Intrepid swimmers will take a plunge for charity Friday as they descend from the dock of the Fire Island Lighthouse to swim 5.5 miles, all the way to Gilbert Park in Brightwaters to honor a teen who was killed just days before the 20-year-old race that is now named after her.
“This swim is a true, tough, outdoor activity,” said Bob Fischer of Brightwaters, an organizer of the benefit named for his daughter, The Maggie Fischer Memorial Great South Bay Cross Bay Swim. More than a 100 people have registered to participate. The race starts at 7 a.m.
Enthusiastic swimmers hail from across the nation. Around half of them are local, Fischer said.
“Most of them have some sort of connection with Long Island, either through youth or family,” Fischer said. “But they’re also serious swimmers, because this is one of the longest swim races in the country.”
One of the serious swimmers is James Ferguson, 63, of Brightwaters, who has participated in the event nine or 10 times. Ferguson, who swam competitively in high school and college, said he also has swum around the Statue of Liberty, under the Brooklyn Bridge and from Alcatraz Island to San Francisco, about 1½ miles.
“But the longest, the most difficult swim is the Maggie Fischer,” he said, due to its length. “You have to encourage yourself to keep on going and going and going. It’s not easy.”
Ferguson recorded his best time on the course last year: 2 hours and 58 minutes. The race has a four-hour time limit - after that, swimmers are picked up -- and each swimmer has a support kayak that goes along.
Commack resident Dan McBride, 52, plans to join the race for the 12th time.

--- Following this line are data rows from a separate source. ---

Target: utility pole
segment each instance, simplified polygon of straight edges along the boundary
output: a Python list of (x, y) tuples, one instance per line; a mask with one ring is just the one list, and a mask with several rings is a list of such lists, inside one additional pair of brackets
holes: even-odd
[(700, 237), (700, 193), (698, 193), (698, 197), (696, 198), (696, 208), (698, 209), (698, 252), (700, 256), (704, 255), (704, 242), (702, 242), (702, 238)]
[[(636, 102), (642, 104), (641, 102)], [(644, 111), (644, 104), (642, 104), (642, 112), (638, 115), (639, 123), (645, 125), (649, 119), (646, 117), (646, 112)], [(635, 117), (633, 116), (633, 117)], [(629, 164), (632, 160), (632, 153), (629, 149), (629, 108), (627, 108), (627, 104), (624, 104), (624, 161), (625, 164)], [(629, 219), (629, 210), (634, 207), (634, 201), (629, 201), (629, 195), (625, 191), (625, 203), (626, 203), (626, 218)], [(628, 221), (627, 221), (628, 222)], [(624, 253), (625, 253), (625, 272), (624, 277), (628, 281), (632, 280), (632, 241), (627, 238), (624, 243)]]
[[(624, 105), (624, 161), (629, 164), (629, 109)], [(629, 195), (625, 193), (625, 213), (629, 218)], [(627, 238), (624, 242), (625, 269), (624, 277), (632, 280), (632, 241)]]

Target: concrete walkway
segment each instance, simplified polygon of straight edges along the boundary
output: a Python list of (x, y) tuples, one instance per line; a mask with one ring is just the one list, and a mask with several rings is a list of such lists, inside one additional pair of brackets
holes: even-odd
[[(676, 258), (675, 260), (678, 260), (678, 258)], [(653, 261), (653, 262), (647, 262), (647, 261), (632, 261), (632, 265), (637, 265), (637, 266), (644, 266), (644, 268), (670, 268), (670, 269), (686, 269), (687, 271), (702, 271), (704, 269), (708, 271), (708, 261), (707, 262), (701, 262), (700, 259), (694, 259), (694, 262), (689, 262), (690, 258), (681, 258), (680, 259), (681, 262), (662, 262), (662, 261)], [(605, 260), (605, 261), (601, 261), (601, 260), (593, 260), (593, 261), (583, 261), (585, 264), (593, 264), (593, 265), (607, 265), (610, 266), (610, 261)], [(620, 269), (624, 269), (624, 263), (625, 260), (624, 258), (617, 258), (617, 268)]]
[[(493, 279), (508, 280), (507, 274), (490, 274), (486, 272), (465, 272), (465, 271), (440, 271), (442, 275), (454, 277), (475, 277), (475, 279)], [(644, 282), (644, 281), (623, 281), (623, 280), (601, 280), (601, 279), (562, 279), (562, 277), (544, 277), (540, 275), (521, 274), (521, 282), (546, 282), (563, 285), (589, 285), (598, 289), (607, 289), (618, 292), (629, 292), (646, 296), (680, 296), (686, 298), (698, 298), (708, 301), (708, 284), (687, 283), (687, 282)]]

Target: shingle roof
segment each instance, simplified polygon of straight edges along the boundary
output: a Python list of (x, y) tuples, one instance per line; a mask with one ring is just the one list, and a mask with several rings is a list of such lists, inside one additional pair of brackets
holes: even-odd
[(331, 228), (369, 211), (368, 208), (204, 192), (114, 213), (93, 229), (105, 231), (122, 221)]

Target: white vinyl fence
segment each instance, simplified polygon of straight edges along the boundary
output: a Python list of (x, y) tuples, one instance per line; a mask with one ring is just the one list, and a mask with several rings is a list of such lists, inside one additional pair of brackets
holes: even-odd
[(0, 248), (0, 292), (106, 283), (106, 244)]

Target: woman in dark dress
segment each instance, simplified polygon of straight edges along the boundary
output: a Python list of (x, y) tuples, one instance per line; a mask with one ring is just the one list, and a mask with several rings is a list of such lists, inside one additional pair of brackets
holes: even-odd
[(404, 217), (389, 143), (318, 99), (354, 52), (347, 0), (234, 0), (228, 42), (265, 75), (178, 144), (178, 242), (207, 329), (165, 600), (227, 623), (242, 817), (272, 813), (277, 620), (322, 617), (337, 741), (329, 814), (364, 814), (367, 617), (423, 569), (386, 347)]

He agreed with Ferguson on the swim’s mental challenge.
“By the time you get to that 3-mile mark, and you were wishing it was a 5-mile mark, and you got almost another half to go,” he said. “It doesn’t even become physical anymore.”
Weather conditions will be tough on Friday and bad weather has forced the event to be moved to another day in the past, Fischer said. He expects remnants of Hurricane Barry passing by to “throw a curveball” at the event, meaning more wind and waves, making the swim even harder.
Beyond the athletics, many come out in support of Maggie Fischer, who was killed in a car crash in August 1999 just days before she was to participate for the first time in the swim. She was 17.
“It’s very emotional,” said Ferguson. “When she passed away, we were devastated.”
Maggie, a lifeguard, had taught his two daughters how to swim, he said, and they were inspired by her to become lifeguards. The daughters also participate in the swim in Maggie's memory.
McBride was Maggie’s high school swim coach when she died. It changed the way he viewed his students, he said.
“As a result of [her death], I don’t take getting to know the kids personally for granted,” he said.
And to overcome the mental challenge of swimming for such a long time, McBride thinks of Maggie.
“As soon as it starts getting hard, you swim for Maggie,” he said.
Last year, the swim raised $106,000 for two charities, the Hospice Care Network Children's Bereavement Fund and the Maggie Fischer Scholarship Fund.